Indietro non ci torno è un riferimento sicuramente ad Arangara, il gruppo che ho creato nel 2005. L’esperienza ECU è stata molto intensa ma brevissima.

 

Della canzone d’autore italiana, qual è la vera musa ispiratrice di Gianfranco Riccelli?

Non mi sento di dare la ‘colpa’ delle mie canzoni a qualche musa in particolare… Sarebbe ingeneroso da parte mia verso quelli che non verrebbero citati. Il tutto comunque parte dall’ascolto dei cantastorie nostrani quali Rosa Balestreri, Ignazio Buttitta, Otello Profazio, Enzo Del Re. Da lì, passando per Dylan, Denver, fino ad arrivare ai ‘nostri’. Posso solo affermare, come ha asserito qualcun altro prima di me, che con De Andrè a molti sono spuntate le orecchie.

 

Musicalmente che disco pensi di aver realizzato? Mode, tendenze, direzioni ostinate e contrarie…

Penso di aver realizzato il disco che mi piaceva. Scusa il mio narcisismo ma nello scrivere penso soprattutto a qualcosa che possa darmi emozione e piacere. In una parola affinché una canzone funzioni (è una visione strettamente personale) occorre che possa essere cantata e suonata vicino ad un falò su una spiaggia e che dia soddisfazione all’autore. In molti casi l’alchimia funziona. Come diceva qualcun altro non ho nemmeno io nessuna certezza… spero di riuscire a dare qualche emozione.

 

E parlando d’America, che cosa hai portato via da questa terra?
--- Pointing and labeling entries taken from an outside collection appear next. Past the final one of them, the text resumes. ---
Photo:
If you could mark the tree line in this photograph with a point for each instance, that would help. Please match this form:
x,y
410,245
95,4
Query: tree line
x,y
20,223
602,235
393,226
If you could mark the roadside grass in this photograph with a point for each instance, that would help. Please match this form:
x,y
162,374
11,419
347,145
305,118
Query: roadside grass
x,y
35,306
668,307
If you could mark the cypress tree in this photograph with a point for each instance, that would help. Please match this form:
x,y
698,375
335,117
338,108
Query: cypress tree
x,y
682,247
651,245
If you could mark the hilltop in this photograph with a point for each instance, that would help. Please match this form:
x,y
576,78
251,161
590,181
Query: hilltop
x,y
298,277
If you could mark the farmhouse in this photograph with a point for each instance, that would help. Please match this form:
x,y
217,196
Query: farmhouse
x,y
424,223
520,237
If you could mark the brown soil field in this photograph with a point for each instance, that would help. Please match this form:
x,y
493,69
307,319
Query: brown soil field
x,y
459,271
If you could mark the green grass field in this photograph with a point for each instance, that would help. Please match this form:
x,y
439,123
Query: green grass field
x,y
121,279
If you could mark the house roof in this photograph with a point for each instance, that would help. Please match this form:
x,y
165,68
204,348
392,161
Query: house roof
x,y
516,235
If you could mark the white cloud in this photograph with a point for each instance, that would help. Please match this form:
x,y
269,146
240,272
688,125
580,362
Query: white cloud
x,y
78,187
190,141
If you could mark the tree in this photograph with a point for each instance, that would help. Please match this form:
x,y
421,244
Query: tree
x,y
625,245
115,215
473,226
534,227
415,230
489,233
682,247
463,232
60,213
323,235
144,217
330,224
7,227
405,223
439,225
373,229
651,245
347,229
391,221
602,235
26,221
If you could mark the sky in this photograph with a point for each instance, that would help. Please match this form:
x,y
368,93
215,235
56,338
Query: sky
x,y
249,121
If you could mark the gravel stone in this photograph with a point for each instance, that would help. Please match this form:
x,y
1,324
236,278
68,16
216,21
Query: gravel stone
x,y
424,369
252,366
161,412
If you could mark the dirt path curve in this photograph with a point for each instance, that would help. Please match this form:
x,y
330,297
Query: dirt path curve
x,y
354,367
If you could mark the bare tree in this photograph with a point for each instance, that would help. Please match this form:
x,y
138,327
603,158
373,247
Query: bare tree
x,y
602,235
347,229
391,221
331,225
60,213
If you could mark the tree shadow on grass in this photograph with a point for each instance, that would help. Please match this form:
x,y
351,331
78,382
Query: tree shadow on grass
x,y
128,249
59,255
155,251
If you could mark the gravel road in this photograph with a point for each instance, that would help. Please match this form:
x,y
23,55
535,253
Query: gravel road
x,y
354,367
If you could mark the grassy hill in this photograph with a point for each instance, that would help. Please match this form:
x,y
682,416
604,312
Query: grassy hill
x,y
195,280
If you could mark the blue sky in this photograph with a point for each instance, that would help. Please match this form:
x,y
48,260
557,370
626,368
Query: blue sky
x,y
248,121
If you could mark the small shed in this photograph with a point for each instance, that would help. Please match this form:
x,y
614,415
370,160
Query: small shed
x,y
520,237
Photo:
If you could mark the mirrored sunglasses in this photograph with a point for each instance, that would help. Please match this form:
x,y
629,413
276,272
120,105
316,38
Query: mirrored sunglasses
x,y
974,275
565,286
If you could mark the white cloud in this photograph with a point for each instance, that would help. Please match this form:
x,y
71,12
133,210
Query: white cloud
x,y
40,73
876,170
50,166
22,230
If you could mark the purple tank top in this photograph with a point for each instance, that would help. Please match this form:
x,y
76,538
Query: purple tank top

America? Sicuramente il modo di ‘ascoltare’ la chitarra e farla suonare secondo canoni non proprio europei. L’album, difatti, è volutamente ‘chitarristico’ e la chitarra ne è parte integrante. Non sono riuscito ad immaginare quei testi se non musicati attraverso questo strumento. Sicuramente il condizionamento c’è stato…

 

Musicare un testo di un altro, quanto ti allontana dal tuo ruolo di cantautore?

Musicare il testo di un altro non mi allontana… anzi! Musicare Lolli, Bertoli, Bassignano, Manfredi ecc. è stato per me un cercare le intenzioni psicologiche dell’autore. Capire il recondito significato del testo non è stato assolutamente facile e da qui è partita la sfida. Alla fine della composizione ti possso dire che i testi di questi grandi autori, intimamente, li sento un po’ anche miei (scusa l’ardire).

 

Nei giovani artisti c’è sempre questa eterna ricerca dell’originalità, ma soprattutto delle culture estere. Secondo te, è giusto? Invece?

La musica è l’unico linguaggio universale. Anche io (e penso un po’ tutti) sono contaminato dall’ascolto di musiche provenienti da altre culture (rammento che la mia origine è quella della ricerca sulla musica popolare). Certamente quando si parla di ‘culture musicali’ mi riferisco al modo di suonare e all’utilizzo di strumentazione differente e tempi musicali variegati. Non penso certo al pop inglese (sigh! Ormai l’ho detto).